Para entonces ya había desplegado todas sus armas de seducción con los líderes de Oriente Medio. Su naturalidad, calidez y soltura en el cuerpo a cuerpo dieron como resultado cómplices imágenes con el rey Abdalah de Jordania, con el primer ministro israelí Benjamin Netanyahu, con el presidente palestino Mahmud Abbas, con el rey Abdulah de Arabia Saudí y con el presidente egipcio Hosni Mubarak. Aunque el punto álgido fue el discurso que dirigió al mundo árabe desde la Universidad de El Cairo. El pasado mes de junio Obama rebajó la tensión insoportable entre Estados Unidos y el pueblo musulmán, que estaba expectante desde que el nuevo dirigente tomó el poder. "La situación de los palestinos es intolerable", una frase para despertar más que la simpatía del auditorio. Su postura contraria a la guerra de Irak dotaba de credibilidad un mensaje que él mismo sabía que no podía ser interpretado más que como una declaración de intenciones: "Reconozco que estos cambios no ocurrirán de la noche a la mañana. Ningún discurso puede erradicar años de desconfianza". Obama tampoco ha ocultado nunca que su oposición a la invasión de Irak la facilitó el hecho de que en 2002, año en que se votó en el Congreso norteamericano, él no era senador, con lo cual desconocía los informes de inteligencia y sólo se limitó a contestar en varias entrevistas cuando le preguntaron.

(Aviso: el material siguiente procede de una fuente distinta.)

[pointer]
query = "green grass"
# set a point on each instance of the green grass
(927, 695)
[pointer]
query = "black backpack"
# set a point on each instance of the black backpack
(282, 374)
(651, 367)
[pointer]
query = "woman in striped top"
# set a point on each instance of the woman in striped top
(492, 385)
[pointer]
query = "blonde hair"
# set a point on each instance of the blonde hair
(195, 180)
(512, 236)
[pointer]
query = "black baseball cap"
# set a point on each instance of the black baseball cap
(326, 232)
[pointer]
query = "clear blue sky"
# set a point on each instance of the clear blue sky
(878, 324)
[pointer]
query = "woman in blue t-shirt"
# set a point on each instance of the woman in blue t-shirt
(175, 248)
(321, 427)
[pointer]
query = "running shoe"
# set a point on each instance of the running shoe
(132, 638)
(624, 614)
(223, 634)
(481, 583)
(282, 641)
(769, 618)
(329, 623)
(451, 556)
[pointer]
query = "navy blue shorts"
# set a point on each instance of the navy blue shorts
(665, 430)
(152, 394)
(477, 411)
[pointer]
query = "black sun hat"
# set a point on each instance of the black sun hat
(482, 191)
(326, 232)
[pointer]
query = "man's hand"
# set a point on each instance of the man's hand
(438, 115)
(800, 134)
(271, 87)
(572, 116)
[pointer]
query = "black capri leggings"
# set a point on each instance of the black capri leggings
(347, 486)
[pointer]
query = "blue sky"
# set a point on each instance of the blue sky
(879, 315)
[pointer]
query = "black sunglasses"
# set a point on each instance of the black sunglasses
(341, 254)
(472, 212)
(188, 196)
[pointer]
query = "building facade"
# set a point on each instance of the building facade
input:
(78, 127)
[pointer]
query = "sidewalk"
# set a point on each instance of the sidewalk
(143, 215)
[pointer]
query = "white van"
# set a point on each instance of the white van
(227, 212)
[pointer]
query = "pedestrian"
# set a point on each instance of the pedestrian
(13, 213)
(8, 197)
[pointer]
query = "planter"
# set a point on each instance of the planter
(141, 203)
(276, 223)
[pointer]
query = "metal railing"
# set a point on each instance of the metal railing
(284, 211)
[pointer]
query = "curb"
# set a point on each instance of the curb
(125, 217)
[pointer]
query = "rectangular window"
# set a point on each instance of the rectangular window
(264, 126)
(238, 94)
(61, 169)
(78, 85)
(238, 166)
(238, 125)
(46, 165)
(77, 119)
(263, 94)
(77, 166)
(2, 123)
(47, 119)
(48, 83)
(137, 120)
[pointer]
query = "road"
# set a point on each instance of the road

A pesar de su voluntad conciliadora, el ya premio Nobel de la Paz 2009 tiene dos guerras abiertas y preside uno de los países más belicosos del planeta. Ahora mismo se debate en el Congreso y dentro del Gobierno sobre qué hacer en Afganistán, tras ocho años de guerra y mientras se prepara la retirada de Irak. Sin duda, la confianza que el jurado deposita en sus buenas intenciones pesará en la decisión de reforzar o no la presencia militar para acabar con los talibanes. Otros dos políticos estadounidenses galardonados con el premio, Henry Kissinger —secretario de Estado con Nixon y Ford (1973-1977) que lo compartido en 1973 con Le Duc Tho, quien lo rechazó, por los acuerdos para acabar con la guerra de Vietman— y Jimmy Carter —presidente (1977-1981), que lo recibió en 2002—, habían tenido multitud de ocasiones para retratarse y la foto no era más bonita que la que promete protagonizar Obama.
Aunque su candidatura al Nobel se entregó sólo once días después de haber sido nombrado presidente, ya que el plazo acababa el 1 de febrero, es evidente que en los nueve meses de Presidencia ha logrado no defraudar demasiado. Incluso con los problemas internos que le está creando el cierre de Guantánamo, la reforma del sistema sanitario y la lenta recuperación económica, es un personaje estimulante que no ha quebrado la ilusión con que fue recibido. El premio 'a la promesa' no debería interpretarse como un inmerecido regalo o un espaldarazo innecesario. En realidad, compromete al presidente a sopesar y a medir con científica precisión cada uno de sus actos. Un contrato que Occidente le extiende para que rubrique y garantice que no va a dar ningún traspiés.